KyleAMathews / Fuzzymatcher.js

Fuzzymatching library optimized for powering auto-complete widgets
http://kyleamathews.github.com/Fuzzymatcher.js/
MIT License
18 stars 4 forks source link

Issues while computing the score. #5

Closed jeancroy closed 9 years ago

jeancroy commented 9 years ago

If I understand properly you are running bitap algorithm to find position, then use levenshtein to find edit distance.


Fuzzymatch.prototype._query = function(listName, query) {
//..
var position = self._match_main(data[i].name.toLowerCase(), query, 0);
//...
 var distance = self.levenshtein(datum.name, query);
 var score = distance + position;
//...
}

However bitap by itself is a levenshtein distance algorithm, so you are computing the score twice. A wiser option would be to modify _match_bitap_ to output it's score (and if you wish, position) :

//d is levenshtein distance, j is position
var score = match_bitapScore_(d, j - 1);

(You could however use the levenshtein function to compute match on string >32 char, because that is a limitation of bitap.)

Finaly that line:

 var score = distance + position;

It means that an offset on 1 in position is as costly as an error in edit distance. It's more severe than usual, and if it's indeed what you need, then there's no need to compute position at all, just compute distance from position 0 (error in distance and in position have same cost)

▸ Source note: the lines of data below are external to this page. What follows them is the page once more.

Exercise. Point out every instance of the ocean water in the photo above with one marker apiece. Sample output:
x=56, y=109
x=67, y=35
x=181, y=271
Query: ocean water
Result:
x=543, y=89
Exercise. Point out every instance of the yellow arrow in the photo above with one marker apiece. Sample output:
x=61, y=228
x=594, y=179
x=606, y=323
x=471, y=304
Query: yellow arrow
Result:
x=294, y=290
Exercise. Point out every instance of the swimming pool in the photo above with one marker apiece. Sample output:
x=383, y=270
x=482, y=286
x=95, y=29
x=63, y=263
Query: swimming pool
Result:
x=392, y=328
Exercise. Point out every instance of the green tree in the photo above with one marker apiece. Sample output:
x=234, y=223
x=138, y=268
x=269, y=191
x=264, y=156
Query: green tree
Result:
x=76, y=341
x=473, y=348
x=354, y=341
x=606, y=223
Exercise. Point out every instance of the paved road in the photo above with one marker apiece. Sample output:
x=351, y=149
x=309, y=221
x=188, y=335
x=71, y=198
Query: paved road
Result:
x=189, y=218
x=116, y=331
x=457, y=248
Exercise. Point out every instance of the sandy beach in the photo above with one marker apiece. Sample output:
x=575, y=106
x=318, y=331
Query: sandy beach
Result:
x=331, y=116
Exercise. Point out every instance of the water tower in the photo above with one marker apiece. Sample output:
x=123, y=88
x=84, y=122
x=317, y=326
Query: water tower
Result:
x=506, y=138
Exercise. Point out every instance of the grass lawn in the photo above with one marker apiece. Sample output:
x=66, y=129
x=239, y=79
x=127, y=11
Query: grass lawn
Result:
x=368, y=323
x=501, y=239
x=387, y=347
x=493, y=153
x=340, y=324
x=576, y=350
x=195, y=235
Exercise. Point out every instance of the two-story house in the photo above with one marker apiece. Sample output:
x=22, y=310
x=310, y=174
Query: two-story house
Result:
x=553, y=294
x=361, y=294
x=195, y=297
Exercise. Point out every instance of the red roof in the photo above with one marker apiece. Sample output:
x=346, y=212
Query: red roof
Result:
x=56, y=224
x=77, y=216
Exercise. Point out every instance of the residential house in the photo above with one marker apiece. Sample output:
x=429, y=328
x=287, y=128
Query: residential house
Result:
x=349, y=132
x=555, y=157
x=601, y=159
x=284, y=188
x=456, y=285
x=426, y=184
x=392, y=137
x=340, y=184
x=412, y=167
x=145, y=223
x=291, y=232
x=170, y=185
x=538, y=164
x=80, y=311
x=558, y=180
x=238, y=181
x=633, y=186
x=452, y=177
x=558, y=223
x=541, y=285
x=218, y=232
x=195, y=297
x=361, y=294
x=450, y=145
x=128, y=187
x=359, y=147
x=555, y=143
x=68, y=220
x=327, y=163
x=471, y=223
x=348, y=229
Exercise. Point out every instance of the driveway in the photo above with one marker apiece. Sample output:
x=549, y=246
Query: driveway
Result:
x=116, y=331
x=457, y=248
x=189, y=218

A typical usage is like this (score=distance+position/10 with your settings)

    function match_bitapScore_(e, x) {
       //...
       return accuracy + (proximity / dmp.options.Match_Distance);
   }

Lastly: Performant to at least ~10,000 items. My own experience with bitap suggest it's has trouble handling that many data in interactive time. have you tested that many item without if (num_matchs > 100) { break; } ? Supose you search for a string that is so uncommon that all of 10000 record need to be searched ?

KyleAMathews commented 9 years ago

I haven't touched this library in years... are you interested in maintaining it and fixing up the problems you see in the code?